No matter how busy you are, make times for those that you love. It doesn’t have to be a lot of time, but don’t let your personal relationships suffer. It’s not worth it and you will work better when you are fulfilled across all areas of your life. If you have a significant other, commit time every week to spend with them. There are times when you need to be “heads down”, but you always have to come up for air.
5. Ask for help; people want to give it.
People are awesome. They want to help you. They want to spread the word, test your product, intro you to people, etc. They also want you to respect their time, brain, and relationships. Do not be afraid to ask for help, but also be generous with your time. Help others and they will help you. Rising tides carry all boats.
6. Teams are EVERYTHING.
Amen. People say this all the time, and I am going to repeat it once more, having a TEAM IS EVERYTHING. Shaila is my exact opposite—in skills, temperament, decision-making processes, outlook, etc.
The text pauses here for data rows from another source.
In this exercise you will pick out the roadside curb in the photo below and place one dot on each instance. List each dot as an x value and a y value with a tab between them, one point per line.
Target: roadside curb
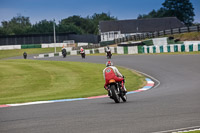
148	86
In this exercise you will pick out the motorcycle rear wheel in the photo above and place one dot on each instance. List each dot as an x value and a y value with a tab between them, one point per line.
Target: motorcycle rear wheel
124	97
115	96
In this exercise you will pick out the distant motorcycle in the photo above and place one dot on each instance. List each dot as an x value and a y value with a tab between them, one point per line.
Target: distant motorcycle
115	92
82	55
25	55
64	53
109	55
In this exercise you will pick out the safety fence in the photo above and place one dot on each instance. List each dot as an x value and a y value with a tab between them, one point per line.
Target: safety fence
47	38
133	50
156	34
49	45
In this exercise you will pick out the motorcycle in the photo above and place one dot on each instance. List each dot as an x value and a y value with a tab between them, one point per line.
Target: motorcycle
64	53
109	55
115	91
83	55
25	55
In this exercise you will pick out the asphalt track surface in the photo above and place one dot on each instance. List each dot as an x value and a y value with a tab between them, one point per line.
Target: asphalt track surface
174	104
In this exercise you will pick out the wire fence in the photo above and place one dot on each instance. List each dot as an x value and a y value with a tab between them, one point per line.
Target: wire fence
155	34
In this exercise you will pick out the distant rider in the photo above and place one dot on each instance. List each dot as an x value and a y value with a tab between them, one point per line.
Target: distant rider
82	50
64	52
25	55
111	72
108	51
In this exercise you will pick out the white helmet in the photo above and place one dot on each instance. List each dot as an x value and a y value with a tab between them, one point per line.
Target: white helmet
109	63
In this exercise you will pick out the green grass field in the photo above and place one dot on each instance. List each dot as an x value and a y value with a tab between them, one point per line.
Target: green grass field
19	52
34	80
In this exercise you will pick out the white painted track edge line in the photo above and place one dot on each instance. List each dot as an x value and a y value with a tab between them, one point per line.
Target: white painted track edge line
176	130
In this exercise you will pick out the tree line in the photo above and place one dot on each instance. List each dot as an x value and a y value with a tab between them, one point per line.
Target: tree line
74	24
182	9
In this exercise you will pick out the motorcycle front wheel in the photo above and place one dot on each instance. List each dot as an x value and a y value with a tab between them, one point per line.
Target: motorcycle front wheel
115	96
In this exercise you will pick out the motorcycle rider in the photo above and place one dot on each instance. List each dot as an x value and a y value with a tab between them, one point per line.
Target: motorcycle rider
25	55
82	50
111	72
64	52
108	51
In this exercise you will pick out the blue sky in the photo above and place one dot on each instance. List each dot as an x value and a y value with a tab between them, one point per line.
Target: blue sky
59	9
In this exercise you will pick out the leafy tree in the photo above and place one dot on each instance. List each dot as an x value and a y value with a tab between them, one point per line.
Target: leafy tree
17	25
96	18
182	9
42	26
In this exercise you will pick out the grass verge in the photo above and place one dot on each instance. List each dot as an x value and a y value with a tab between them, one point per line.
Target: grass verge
19	52
34	80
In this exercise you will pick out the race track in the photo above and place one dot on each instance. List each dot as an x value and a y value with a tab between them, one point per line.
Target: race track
174	104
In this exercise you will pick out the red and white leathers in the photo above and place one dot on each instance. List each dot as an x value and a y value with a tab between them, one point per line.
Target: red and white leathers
111	72
82	50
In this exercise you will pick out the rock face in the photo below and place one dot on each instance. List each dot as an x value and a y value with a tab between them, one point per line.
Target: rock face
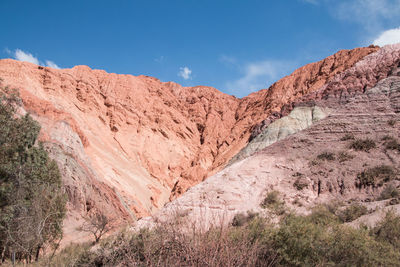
126	145
317	164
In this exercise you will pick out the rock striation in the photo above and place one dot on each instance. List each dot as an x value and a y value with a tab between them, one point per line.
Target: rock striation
315	161
126	145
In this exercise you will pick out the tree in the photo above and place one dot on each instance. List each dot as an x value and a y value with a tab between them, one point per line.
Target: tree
97	224
32	201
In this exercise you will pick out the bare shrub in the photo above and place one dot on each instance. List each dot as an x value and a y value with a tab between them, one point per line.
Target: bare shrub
326	156
273	202
352	212
363	144
389	192
376	176
98	225
347	137
344	156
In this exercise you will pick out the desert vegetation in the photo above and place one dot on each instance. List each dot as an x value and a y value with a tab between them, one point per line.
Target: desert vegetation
318	239
32	202
363	144
376	176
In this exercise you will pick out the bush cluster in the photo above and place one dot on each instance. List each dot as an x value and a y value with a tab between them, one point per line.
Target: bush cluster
32	201
363	144
376	176
352	212
319	239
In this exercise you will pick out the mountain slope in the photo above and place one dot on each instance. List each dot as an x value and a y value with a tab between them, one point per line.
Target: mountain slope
323	161
126	145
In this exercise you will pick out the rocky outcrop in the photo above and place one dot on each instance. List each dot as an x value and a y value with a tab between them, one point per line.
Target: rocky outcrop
317	164
126	145
359	78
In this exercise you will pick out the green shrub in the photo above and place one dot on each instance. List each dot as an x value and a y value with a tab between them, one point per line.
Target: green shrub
376	176
388	229
391	143
300	183
363	144
241	219
347	137
32	201
344	156
352	212
389	192
326	156
317	239
392	122
272	202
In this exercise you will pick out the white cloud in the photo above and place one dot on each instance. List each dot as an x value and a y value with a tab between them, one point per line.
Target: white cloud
51	64
391	36
314	2
28	57
159	59
185	73
370	13
25	56
227	59
258	75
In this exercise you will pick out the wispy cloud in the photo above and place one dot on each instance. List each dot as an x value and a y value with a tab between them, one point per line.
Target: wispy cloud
391	36
227	59
160	59
185	73
258	75
374	16
314	2
371	14
51	64
25	56
21	55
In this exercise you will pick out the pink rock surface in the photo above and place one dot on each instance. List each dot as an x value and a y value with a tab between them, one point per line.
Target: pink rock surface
127	145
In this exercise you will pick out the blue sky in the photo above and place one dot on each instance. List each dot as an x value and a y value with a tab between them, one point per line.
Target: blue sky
237	46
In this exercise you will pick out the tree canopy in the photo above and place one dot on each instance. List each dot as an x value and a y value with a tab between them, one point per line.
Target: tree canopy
32	201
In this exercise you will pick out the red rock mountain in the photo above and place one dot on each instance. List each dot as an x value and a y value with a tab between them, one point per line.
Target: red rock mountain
126	145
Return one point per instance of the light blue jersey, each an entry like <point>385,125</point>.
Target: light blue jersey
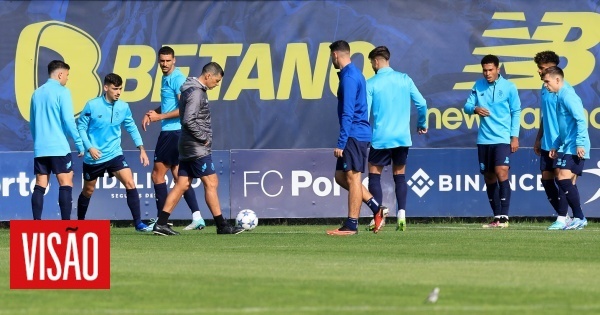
<point>501,99</point>
<point>170,88</point>
<point>51,120</point>
<point>572,124</point>
<point>389,94</point>
<point>100,127</point>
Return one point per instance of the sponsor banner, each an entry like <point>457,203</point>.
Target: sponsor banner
<point>109,200</point>
<point>55,254</point>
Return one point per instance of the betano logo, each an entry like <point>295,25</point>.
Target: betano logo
<point>553,35</point>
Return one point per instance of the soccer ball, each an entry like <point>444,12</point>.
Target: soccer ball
<point>246,219</point>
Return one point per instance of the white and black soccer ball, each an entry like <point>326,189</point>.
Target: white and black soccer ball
<point>246,219</point>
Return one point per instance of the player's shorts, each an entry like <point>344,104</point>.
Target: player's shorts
<point>383,157</point>
<point>93,171</point>
<point>167,150</point>
<point>44,165</point>
<point>197,168</point>
<point>570,162</point>
<point>492,155</point>
<point>354,157</point>
<point>546,163</point>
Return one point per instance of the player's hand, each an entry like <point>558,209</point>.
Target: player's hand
<point>95,153</point>
<point>338,153</point>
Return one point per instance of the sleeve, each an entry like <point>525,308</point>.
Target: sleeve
<point>68,119</point>
<point>515,112</point>
<point>82,126</point>
<point>131,127</point>
<point>420,103</point>
<point>349,92</point>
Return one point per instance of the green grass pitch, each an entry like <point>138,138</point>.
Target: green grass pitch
<point>298,269</point>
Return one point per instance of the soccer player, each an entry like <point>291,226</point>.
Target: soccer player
<point>545,137</point>
<point>51,120</point>
<point>195,160</point>
<point>496,101</point>
<point>353,141</point>
<point>166,155</point>
<point>389,94</point>
<point>575,141</point>
<point>99,125</point>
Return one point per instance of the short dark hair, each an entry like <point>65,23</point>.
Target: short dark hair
<point>380,51</point>
<point>547,56</point>
<point>57,64</point>
<point>166,50</point>
<point>553,71</point>
<point>214,68</point>
<point>340,45</point>
<point>114,79</point>
<point>490,59</point>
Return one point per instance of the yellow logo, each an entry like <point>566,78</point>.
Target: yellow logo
<point>550,36</point>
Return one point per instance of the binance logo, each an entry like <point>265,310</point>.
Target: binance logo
<point>555,32</point>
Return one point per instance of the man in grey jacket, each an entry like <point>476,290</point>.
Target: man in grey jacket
<point>195,150</point>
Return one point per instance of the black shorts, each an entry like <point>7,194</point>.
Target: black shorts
<point>570,162</point>
<point>383,157</point>
<point>93,171</point>
<point>167,150</point>
<point>546,163</point>
<point>44,165</point>
<point>197,168</point>
<point>354,157</point>
<point>492,155</point>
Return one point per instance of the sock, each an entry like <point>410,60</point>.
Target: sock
<point>505,193</point>
<point>572,194</point>
<point>551,192</point>
<point>160,194</point>
<point>163,217</point>
<point>401,190</point>
<point>352,224</point>
<point>82,203</point>
<point>375,187</point>
<point>133,201</point>
<point>494,198</point>
<point>373,205</point>
<point>37,201</point>
<point>65,201</point>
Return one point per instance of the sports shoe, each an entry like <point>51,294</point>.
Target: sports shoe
<point>344,230</point>
<point>557,225</point>
<point>228,229</point>
<point>141,227</point>
<point>164,230</point>
<point>196,225</point>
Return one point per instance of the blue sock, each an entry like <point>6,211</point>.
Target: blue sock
<point>190,199</point>
<point>133,201</point>
<point>65,201</point>
<point>494,197</point>
<point>160,194</point>
<point>375,187</point>
<point>401,190</point>
<point>504,193</point>
<point>82,204</point>
<point>37,201</point>
<point>572,194</point>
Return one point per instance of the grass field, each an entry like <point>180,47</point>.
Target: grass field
<point>300,270</point>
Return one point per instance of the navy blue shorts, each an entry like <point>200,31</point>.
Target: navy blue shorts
<point>354,158</point>
<point>197,168</point>
<point>167,150</point>
<point>570,162</point>
<point>546,163</point>
<point>93,171</point>
<point>492,155</point>
<point>383,157</point>
<point>45,165</point>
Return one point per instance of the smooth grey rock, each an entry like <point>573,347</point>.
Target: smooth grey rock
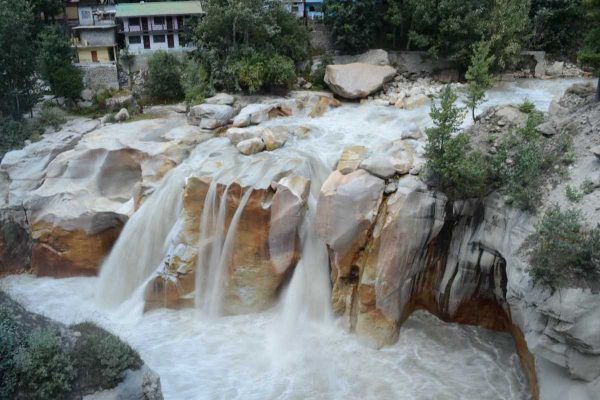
<point>221,99</point>
<point>122,115</point>
<point>251,146</point>
<point>357,80</point>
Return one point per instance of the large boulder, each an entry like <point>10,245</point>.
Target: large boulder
<point>70,194</point>
<point>357,80</point>
<point>211,116</point>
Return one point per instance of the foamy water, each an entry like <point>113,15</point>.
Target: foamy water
<point>296,350</point>
<point>242,357</point>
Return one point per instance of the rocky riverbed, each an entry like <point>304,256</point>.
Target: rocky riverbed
<point>301,209</point>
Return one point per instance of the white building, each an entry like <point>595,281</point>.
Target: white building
<point>148,27</point>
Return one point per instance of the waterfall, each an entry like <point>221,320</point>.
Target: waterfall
<point>140,247</point>
<point>308,296</point>
<point>215,250</point>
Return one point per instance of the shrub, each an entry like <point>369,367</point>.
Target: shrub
<point>164,77</point>
<point>102,358</point>
<point>66,82</point>
<point>52,116</point>
<point>10,340</point>
<point>45,370</point>
<point>526,160</point>
<point>458,172</point>
<point>563,252</point>
<point>527,106</point>
<point>194,81</point>
<point>573,195</point>
<point>261,72</point>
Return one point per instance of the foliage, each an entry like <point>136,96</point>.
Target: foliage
<point>164,77</point>
<point>102,358</point>
<point>52,116</point>
<point>589,55</point>
<point>557,25</point>
<point>318,75</point>
<point>194,81</point>
<point>66,82</point>
<point>525,160</point>
<point>18,89</point>
<point>458,173</point>
<point>236,36</point>
<point>46,369</point>
<point>451,27</point>
<point>587,186</point>
<point>527,106</point>
<point>563,252</point>
<point>478,76</point>
<point>573,195</point>
<point>354,24</point>
<point>10,340</point>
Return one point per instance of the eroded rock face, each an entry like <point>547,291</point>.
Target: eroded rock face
<point>266,248</point>
<point>77,186</point>
<point>357,80</point>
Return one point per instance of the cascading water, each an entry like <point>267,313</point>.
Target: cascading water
<point>141,245</point>
<point>215,249</point>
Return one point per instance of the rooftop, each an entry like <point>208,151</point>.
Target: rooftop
<point>159,8</point>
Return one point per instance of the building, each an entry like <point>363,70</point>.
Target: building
<point>94,38</point>
<point>155,26</point>
<point>314,8</point>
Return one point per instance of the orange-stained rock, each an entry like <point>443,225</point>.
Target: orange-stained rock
<point>62,252</point>
<point>266,245</point>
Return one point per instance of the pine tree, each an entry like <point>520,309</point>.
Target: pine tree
<point>478,75</point>
<point>590,53</point>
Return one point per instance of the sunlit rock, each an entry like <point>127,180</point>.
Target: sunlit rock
<point>357,80</point>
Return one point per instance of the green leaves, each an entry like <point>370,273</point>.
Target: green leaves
<point>563,252</point>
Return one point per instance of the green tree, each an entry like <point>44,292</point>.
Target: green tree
<point>449,28</point>
<point>589,55</point>
<point>557,25</point>
<point>164,77</point>
<point>354,24</point>
<point>18,89</point>
<point>235,32</point>
<point>458,172</point>
<point>478,75</point>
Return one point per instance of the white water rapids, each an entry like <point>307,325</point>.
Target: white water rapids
<point>296,350</point>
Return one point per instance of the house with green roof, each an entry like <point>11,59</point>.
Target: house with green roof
<point>151,26</point>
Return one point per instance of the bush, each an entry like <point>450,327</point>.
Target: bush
<point>194,81</point>
<point>562,252</point>
<point>525,160</point>
<point>458,172</point>
<point>66,82</point>
<point>102,358</point>
<point>45,370</point>
<point>262,72</point>
<point>527,106</point>
<point>52,116</point>
<point>164,77</point>
<point>10,340</point>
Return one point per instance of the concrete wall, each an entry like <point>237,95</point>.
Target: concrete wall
<point>99,76</point>
<point>85,54</point>
<point>97,37</point>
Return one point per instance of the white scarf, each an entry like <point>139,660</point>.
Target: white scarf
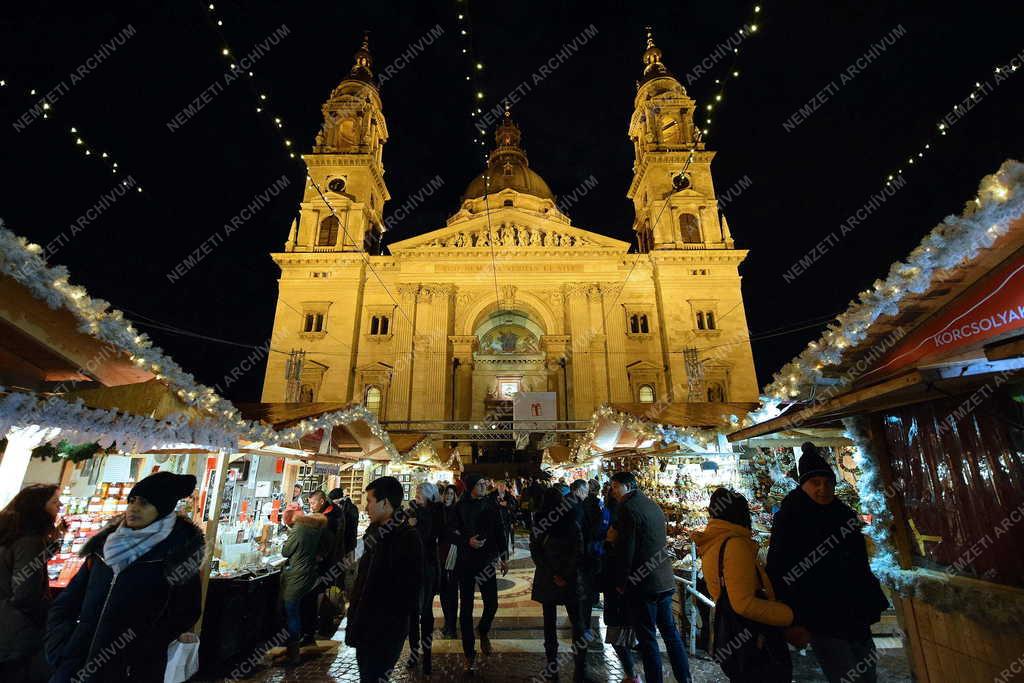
<point>126,545</point>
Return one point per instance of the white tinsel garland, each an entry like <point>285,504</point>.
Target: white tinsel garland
<point>23,261</point>
<point>957,239</point>
<point>989,607</point>
<point>133,433</point>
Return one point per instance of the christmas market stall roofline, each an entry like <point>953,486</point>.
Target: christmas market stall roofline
<point>924,371</point>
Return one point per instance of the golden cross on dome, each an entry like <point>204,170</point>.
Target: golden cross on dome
<point>922,539</point>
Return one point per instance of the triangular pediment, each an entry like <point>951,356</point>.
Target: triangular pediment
<point>507,236</point>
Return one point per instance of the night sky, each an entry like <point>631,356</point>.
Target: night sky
<point>803,183</point>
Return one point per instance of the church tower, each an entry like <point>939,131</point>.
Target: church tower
<point>672,189</point>
<point>346,165</point>
<point>694,265</point>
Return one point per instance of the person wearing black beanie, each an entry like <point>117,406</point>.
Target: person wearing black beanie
<point>818,564</point>
<point>140,574</point>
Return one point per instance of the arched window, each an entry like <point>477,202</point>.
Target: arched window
<point>373,401</point>
<point>329,231</point>
<point>689,228</point>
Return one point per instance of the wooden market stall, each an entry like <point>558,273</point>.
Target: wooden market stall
<point>927,374</point>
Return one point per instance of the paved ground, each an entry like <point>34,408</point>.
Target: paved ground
<point>518,655</point>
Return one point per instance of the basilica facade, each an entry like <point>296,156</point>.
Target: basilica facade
<point>510,295</point>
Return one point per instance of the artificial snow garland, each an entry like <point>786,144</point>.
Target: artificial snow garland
<point>955,240</point>
<point>988,607</point>
<point>22,260</point>
<point>136,433</point>
<point>694,439</point>
<point>133,433</point>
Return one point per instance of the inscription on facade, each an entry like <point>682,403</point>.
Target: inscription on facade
<point>509,267</point>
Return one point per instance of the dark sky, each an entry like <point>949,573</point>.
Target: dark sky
<point>803,183</point>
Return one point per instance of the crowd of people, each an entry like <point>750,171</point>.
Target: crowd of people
<point>592,546</point>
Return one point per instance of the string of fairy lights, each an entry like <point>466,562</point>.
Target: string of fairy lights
<point>474,75</point>
<point>46,110</point>
<point>980,89</point>
<point>263,102</point>
<point>699,134</point>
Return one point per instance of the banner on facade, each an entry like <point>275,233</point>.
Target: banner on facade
<point>528,406</point>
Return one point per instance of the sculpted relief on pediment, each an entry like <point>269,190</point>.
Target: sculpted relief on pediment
<point>510,236</point>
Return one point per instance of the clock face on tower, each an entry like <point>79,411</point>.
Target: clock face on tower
<point>347,131</point>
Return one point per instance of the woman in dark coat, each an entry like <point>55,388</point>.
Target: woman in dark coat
<point>136,592</point>
<point>425,518</point>
<point>27,538</point>
<point>448,538</point>
<point>556,546</point>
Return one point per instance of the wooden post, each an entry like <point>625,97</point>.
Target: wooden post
<point>899,530</point>
<point>216,497</point>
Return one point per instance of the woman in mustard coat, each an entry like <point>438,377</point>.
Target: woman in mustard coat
<point>751,598</point>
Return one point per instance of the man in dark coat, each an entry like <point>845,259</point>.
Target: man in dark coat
<point>818,565</point>
<point>385,596</point>
<point>643,575</point>
<point>557,548</point>
<point>483,545</point>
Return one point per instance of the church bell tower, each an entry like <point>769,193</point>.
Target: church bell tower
<point>672,189</point>
<point>347,167</point>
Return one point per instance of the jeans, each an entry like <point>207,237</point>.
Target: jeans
<point>487,581</point>
<point>293,620</point>
<point>650,615</point>
<point>450,599</point>
<point>377,660</point>
<point>421,628</point>
<point>846,660</point>
<point>625,655</point>
<point>583,635</point>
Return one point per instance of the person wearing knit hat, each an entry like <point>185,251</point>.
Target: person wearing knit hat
<point>817,562</point>
<point>141,574</point>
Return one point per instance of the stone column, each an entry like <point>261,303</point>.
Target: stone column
<point>398,394</point>
<point>614,327</point>
<point>433,313</point>
<point>462,350</point>
<point>555,349</point>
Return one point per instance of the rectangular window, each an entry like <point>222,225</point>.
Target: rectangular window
<point>313,323</point>
<point>379,326</point>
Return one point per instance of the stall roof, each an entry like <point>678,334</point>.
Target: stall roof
<point>51,331</point>
<point>897,344</point>
<point>153,398</point>
<point>356,439</point>
<point>685,415</point>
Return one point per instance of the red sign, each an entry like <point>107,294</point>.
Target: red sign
<point>993,309</point>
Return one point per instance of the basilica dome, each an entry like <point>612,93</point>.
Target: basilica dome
<point>508,168</point>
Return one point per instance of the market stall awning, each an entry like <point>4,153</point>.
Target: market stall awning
<point>615,425</point>
<point>350,438</point>
<point>706,415</point>
<point>42,347</point>
<point>950,314</point>
<point>153,398</point>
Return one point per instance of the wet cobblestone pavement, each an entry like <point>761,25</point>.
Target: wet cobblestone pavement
<point>517,641</point>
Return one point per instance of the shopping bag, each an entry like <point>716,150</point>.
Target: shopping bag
<point>451,559</point>
<point>182,658</point>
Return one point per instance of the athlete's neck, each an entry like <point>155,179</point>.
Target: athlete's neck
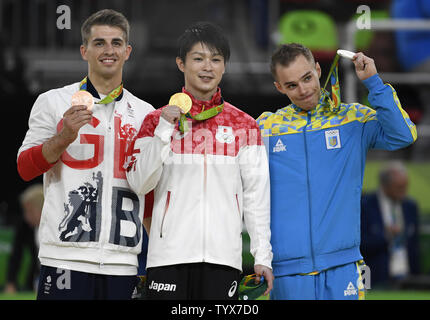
<point>104,85</point>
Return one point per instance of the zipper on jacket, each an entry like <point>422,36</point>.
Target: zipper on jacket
<point>309,120</point>
<point>238,207</point>
<point>166,207</point>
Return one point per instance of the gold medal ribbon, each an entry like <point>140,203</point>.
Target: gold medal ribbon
<point>333,76</point>
<point>115,93</point>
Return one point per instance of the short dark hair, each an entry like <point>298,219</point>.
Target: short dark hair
<point>206,33</point>
<point>287,53</point>
<point>105,17</point>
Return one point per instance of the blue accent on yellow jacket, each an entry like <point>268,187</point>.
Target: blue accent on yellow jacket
<point>317,161</point>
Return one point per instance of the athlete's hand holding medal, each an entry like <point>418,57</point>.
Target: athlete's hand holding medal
<point>179,105</point>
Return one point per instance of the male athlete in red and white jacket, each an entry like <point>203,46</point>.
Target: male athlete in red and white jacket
<point>90,230</point>
<point>205,180</point>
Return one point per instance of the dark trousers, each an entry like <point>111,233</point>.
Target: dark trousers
<point>62,284</point>
<point>193,281</point>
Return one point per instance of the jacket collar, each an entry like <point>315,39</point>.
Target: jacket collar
<point>322,104</point>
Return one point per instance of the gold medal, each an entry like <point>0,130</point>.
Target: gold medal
<point>83,98</point>
<point>181,100</point>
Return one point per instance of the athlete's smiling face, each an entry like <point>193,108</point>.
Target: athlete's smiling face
<point>203,69</point>
<point>106,51</point>
<point>300,82</point>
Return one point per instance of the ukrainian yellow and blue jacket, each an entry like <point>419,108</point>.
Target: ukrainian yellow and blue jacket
<point>317,161</point>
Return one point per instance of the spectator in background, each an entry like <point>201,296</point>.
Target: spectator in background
<point>389,228</point>
<point>413,53</point>
<point>31,201</point>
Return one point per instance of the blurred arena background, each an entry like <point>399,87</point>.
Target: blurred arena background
<point>36,56</point>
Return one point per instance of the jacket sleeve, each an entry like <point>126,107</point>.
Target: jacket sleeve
<point>254,170</point>
<point>30,161</point>
<point>151,148</point>
<point>390,128</point>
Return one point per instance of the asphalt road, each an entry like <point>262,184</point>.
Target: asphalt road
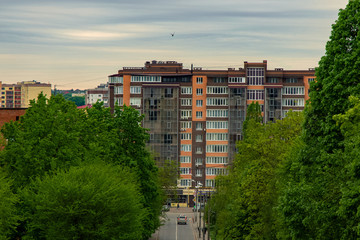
<point>172,231</point>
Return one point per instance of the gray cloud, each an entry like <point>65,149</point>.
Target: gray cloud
<point>129,32</point>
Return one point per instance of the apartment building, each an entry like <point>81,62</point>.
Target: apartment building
<point>19,95</point>
<point>100,93</point>
<point>195,116</point>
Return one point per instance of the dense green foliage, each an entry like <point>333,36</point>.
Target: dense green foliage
<point>95,201</point>
<point>54,135</point>
<point>79,101</point>
<point>245,199</point>
<point>307,187</point>
<point>8,213</point>
<point>312,201</point>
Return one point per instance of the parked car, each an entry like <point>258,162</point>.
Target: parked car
<point>182,219</point>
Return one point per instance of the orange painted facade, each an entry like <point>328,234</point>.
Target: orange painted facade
<point>172,76</point>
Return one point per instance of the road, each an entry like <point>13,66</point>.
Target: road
<point>172,231</point>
She is also the best person I have ever partnered with and one of my best friends. Enstitute would have never happened without her. When we brought on our first hire, Katie, we found someone who has the traditional education experience we are lacking but was a perfect culture and personality fit. We thought to hire her right away, but still brought her on as an intern to make sure it was right. By testing before buying, we were able to see that she was passionate and willing to take the risk while testing to make sure she could do the job.
7. Celebrate small successes.
No matter how small, make sure to recognize the wins and successes you and your team have. This can be done over a drink, via email, or with small rewards to your team. Celebrating small successes keeps everyone motivated and makes sure people feel appreciated.
8. Take time to think .
Sometimes, you just need to think. Set aside time to strategize, plan, and think big. I have a running email draft that I update weekly with goals, running projects, long-term plans, and dreams. It is good to stay focused on short term goals but it helps me to spend an hour a week putting my big and long term ideas down. I often do this on subway rides or while traveling.
9. Everything takes longer than you think.
Timelines are important. Realistic ones are more important. Everything big we have done has taken longer than I thought. Managing big deadlines has taught me to set realistic expectations for my team and myself to deliver a polished, well-executed product.
2012 taught me a lot. I expect 2013 to teach me even more as Enstitute grows and expands. For now, time to take my lessons learned and put them to work.